Pero dicha actitud fue cambiando con el paso del tiempo, quedando, no obstante, todavía en la baja Edad Media una "mala conciencia" que justifica la dedicación por parte de los grandes mercaderes y burgueses enriquecidos con el comercio de buena parte de sus beneficios a obras piadosas y a estimular un arte religioso para consumo propio o generosa entrega a recintos sagrados. También el carácter de las grandes ferias difería mucho según los casos y circunstancias económicas de sus dedicaciones prioritarias. Así, las de Flandes fueron en parte pioneras y apoyaron el desarrollo del área de Brujas, manteniendo un carácter esencialmente mercantil; en cambio, las de Lyon o Ginebra fueron más financieras que mercantiles. Pero sin lugar a dudas, durante los siglos XI al XIII, el comercio itinerante tuvo en las Ferias de Champaña (Lagny, Bar, Provins y Troyes) su manifestación más lúcida y permanente. Antes de declinar a finales del XIII, su propio ritual, su predominio en el comercio de telas y especias, la presencia permanente de italianos y flamencos, las franquicias disfrutadas por los mercaderes y las garantías legales de su actividad, la frecuencia de las operaciones de crédito, las transferencias de fondos, los cambios, las compensaciones por deudas o las garantías de préstamos, son aspectos hoy suficientemente conocidos -tal y como apunta J. Bernard, siguiendo a otros autores- que muestran el techo máximo al que el comercio había llegado por entonces.

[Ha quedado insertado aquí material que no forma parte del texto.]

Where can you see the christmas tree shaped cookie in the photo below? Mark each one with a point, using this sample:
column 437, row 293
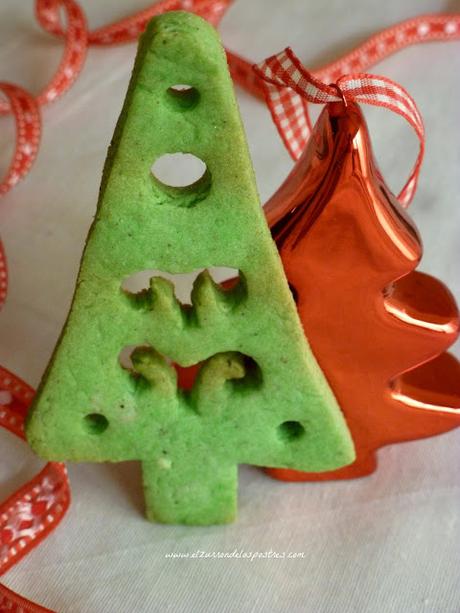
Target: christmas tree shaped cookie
column 260, row 397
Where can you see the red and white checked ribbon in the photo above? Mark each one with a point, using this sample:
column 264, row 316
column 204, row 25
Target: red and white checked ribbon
column 289, row 87
column 33, row 511
column 49, row 509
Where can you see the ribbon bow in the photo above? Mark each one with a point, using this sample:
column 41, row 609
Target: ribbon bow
column 289, row 87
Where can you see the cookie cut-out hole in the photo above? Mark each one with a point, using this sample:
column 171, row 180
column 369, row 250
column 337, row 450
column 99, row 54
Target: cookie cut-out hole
column 5, row 398
column 178, row 169
column 180, row 179
column 139, row 282
column 183, row 97
column 96, row 423
column 290, row 431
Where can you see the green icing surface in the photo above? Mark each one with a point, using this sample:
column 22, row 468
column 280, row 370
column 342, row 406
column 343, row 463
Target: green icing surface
column 260, row 397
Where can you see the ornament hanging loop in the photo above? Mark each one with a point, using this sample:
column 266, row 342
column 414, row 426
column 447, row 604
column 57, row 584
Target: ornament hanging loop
column 339, row 93
column 289, row 87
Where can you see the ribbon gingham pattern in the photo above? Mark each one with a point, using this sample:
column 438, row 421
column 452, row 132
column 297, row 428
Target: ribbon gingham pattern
column 32, row 512
column 289, row 87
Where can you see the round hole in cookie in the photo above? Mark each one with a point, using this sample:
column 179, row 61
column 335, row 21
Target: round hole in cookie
column 96, row 423
column 183, row 97
column 179, row 170
column 290, row 431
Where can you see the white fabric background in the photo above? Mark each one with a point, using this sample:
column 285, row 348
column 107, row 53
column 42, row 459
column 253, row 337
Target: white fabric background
column 386, row 543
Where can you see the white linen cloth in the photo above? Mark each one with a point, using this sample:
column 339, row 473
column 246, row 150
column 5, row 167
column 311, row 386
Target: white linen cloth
column 387, row 543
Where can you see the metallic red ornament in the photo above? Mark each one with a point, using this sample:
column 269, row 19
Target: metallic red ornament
column 377, row 327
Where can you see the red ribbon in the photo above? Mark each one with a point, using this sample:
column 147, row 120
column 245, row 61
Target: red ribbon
column 45, row 499
column 289, row 87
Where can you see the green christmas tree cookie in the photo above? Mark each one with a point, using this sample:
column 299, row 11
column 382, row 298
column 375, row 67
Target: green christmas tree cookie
column 260, row 397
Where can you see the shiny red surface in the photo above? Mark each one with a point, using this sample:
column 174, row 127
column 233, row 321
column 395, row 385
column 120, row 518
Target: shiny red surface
column 375, row 325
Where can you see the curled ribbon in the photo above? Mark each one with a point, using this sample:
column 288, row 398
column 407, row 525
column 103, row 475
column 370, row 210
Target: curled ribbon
column 289, row 87
column 32, row 512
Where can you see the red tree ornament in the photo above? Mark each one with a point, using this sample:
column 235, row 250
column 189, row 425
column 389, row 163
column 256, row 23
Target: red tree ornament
column 377, row 327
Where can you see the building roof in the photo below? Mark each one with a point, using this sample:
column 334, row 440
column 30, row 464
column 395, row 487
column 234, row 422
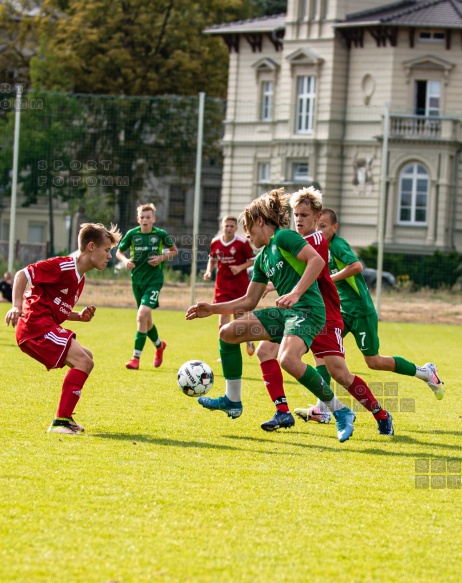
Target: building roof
column 420, row 13
column 414, row 13
column 254, row 25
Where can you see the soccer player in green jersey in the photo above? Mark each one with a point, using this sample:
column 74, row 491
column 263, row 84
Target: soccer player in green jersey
column 358, row 310
column 292, row 265
column 146, row 244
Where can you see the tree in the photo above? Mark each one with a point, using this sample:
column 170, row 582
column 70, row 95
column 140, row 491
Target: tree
column 19, row 41
column 50, row 131
column 133, row 47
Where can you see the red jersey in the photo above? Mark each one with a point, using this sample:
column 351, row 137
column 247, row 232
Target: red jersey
column 327, row 287
column 235, row 252
column 55, row 289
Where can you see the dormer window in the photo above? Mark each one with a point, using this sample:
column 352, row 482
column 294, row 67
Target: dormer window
column 429, row 36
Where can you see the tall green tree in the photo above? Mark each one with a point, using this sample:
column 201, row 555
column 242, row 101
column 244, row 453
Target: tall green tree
column 19, row 40
column 133, row 47
column 50, row 134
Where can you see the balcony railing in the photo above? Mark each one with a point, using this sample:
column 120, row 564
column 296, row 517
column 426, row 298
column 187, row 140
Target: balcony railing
column 417, row 126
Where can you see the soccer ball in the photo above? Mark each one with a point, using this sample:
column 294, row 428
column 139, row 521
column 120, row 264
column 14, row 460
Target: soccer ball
column 195, row 378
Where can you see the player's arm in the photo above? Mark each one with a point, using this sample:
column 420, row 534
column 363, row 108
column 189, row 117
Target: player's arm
column 235, row 269
column 269, row 288
column 244, row 304
column 211, row 264
column 19, row 287
column 129, row 264
column 86, row 315
column 156, row 260
column 314, row 266
column 348, row 271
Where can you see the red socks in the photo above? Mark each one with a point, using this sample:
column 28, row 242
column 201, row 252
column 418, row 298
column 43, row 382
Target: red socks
column 70, row 394
column 362, row 393
column 272, row 377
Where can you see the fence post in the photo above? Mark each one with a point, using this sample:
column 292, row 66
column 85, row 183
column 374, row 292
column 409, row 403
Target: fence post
column 197, row 195
column 14, row 185
column 382, row 208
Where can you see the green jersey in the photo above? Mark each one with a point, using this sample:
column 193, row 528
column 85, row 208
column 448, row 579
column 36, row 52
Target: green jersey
column 277, row 262
column 143, row 246
column 355, row 299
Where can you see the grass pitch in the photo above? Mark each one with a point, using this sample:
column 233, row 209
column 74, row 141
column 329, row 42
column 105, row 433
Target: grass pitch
column 159, row 489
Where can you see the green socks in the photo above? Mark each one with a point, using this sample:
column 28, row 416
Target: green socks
column 404, row 367
column 231, row 360
column 313, row 381
column 322, row 370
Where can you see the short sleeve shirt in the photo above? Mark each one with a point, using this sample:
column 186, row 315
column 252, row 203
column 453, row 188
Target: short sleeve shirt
column 327, row 287
column 55, row 289
column 355, row 299
column 228, row 254
column 277, row 262
column 142, row 247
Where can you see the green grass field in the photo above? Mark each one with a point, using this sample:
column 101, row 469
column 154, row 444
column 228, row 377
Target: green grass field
column 159, row 489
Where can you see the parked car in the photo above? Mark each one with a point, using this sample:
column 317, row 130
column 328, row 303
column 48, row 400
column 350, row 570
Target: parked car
column 181, row 262
column 370, row 275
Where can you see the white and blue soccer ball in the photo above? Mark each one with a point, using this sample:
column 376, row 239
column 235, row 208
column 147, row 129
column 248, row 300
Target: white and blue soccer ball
column 195, row 378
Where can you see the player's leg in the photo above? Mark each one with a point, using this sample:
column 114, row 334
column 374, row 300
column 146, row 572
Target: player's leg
column 223, row 319
column 247, row 327
column 359, row 389
column 367, row 339
column 80, row 361
column 293, row 347
column 267, row 353
column 151, row 300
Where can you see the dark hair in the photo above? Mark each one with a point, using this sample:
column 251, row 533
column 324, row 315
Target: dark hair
column 96, row 233
column 331, row 214
column 272, row 206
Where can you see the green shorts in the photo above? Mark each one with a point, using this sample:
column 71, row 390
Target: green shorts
column 365, row 331
column 306, row 323
column 147, row 295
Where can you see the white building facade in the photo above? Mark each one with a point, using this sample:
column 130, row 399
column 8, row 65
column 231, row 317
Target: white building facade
column 306, row 101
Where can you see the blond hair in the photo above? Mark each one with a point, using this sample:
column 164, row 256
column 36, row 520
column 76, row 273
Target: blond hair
column 228, row 218
column 271, row 206
column 147, row 206
column 308, row 195
column 331, row 214
column 96, row 233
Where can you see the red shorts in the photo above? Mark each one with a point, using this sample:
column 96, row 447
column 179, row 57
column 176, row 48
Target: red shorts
column 51, row 348
column 329, row 342
column 230, row 294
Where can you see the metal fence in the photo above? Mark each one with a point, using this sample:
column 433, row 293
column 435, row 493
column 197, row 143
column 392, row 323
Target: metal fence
column 105, row 155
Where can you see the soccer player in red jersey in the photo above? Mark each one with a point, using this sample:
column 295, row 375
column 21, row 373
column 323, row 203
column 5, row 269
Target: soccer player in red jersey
column 232, row 255
column 55, row 287
column 327, row 347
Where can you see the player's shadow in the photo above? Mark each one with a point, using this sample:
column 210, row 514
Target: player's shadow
column 351, row 445
column 139, row 438
column 438, row 432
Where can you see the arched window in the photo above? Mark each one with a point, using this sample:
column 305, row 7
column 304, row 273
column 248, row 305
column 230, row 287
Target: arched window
column 413, row 195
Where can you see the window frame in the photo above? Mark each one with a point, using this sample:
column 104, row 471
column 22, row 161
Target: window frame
column 267, row 100
column 306, row 103
column 263, row 178
column 413, row 207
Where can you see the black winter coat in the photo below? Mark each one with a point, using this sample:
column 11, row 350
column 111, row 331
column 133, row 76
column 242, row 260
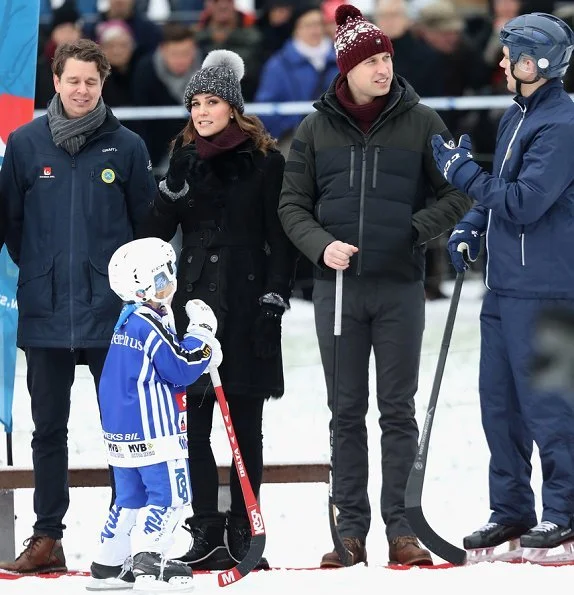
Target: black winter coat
column 234, row 250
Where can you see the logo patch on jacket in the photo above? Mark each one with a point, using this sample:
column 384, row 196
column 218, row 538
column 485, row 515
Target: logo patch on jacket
column 108, row 175
column 47, row 172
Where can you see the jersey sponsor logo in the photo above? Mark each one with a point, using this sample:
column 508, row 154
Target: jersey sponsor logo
column 181, row 484
column 154, row 519
column 141, row 449
column 111, row 524
column 108, row 175
column 181, row 399
column 182, row 422
column 128, row 436
column 127, row 341
column 257, row 519
column 47, row 173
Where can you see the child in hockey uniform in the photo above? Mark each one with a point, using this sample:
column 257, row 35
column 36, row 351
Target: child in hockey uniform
column 143, row 409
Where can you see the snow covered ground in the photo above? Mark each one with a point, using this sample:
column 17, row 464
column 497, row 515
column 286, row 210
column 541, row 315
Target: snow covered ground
column 296, row 430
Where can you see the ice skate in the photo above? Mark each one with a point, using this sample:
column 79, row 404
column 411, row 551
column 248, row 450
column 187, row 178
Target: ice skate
column 153, row 572
column 108, row 578
column 483, row 543
column 548, row 543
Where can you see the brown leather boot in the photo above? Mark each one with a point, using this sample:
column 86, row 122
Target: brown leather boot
column 406, row 550
column 356, row 548
column 42, row 555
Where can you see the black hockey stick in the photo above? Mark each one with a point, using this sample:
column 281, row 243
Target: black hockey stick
column 342, row 551
column 257, row 545
column 415, row 483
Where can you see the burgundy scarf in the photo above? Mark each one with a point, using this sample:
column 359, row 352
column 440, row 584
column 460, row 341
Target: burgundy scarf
column 229, row 138
column 364, row 115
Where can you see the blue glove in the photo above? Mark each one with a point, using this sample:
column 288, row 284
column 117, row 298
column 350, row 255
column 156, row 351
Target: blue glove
column 455, row 162
column 463, row 246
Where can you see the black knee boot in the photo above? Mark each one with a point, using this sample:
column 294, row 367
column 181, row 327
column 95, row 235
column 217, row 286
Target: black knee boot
column 239, row 538
column 207, row 550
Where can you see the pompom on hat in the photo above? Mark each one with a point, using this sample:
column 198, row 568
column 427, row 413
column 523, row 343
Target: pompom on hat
column 356, row 39
column 220, row 74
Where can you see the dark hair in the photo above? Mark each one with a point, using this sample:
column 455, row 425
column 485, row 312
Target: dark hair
column 84, row 50
column 251, row 125
column 175, row 32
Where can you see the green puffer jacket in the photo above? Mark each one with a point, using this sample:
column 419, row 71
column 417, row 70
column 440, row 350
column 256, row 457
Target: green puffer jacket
column 379, row 191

Poco a poco, y como una fase más de la llamada revolución comercial, ya en la segunda mitad del siglo XIII y comienzos del XIV, aquellos mercaderes aventureros de los primeros siglos del despertar comercial fueron dando paso, tras varias generaciones, a otros que iban abandonando el nomadismo mercantil y comenzaban a sedentarizarse, confiando en procuradores, agentes comerciales, apoderados, delegados, etc., la realización de las operaciones, la garantía del negocio y la salvaguardia de la mercancía. Agentes que podían ser itinerantes o residentes, comerciantes especializados en determinados productos o en general, actuando sobre bases permanentes o temporales. Asimismo, se fue complicando el sistema de asociación, representación y comunicación en las diversas operaciones crediticias, financieras o de transporte y la contabilidad constituyó un conocimiento indispensable para llevar a buen término cualquier negocio mercantil. De esta forma, a tenor del volumen comercial y de la diversificación y multiplicación de transacciones, se racionalizaron las empresas, se manifestó el culto a las cifras y se desarrolló el crédito y la especulación, acabando por hacerse fundamental el papel de las finanzas y el tráfico del dinero como operaciones especulativas aparte de otras actividades económicas, esforzándose por maximizar los beneficios, ampliar los negocios y buscar la ganancia ininterrumpida. Estas actuaciones iban, desde luego, contra la ética cristiana, por lo que representaba el culto al dinero, la búsqueda permanente del beneficio y la superación de cualquier obstáculo material.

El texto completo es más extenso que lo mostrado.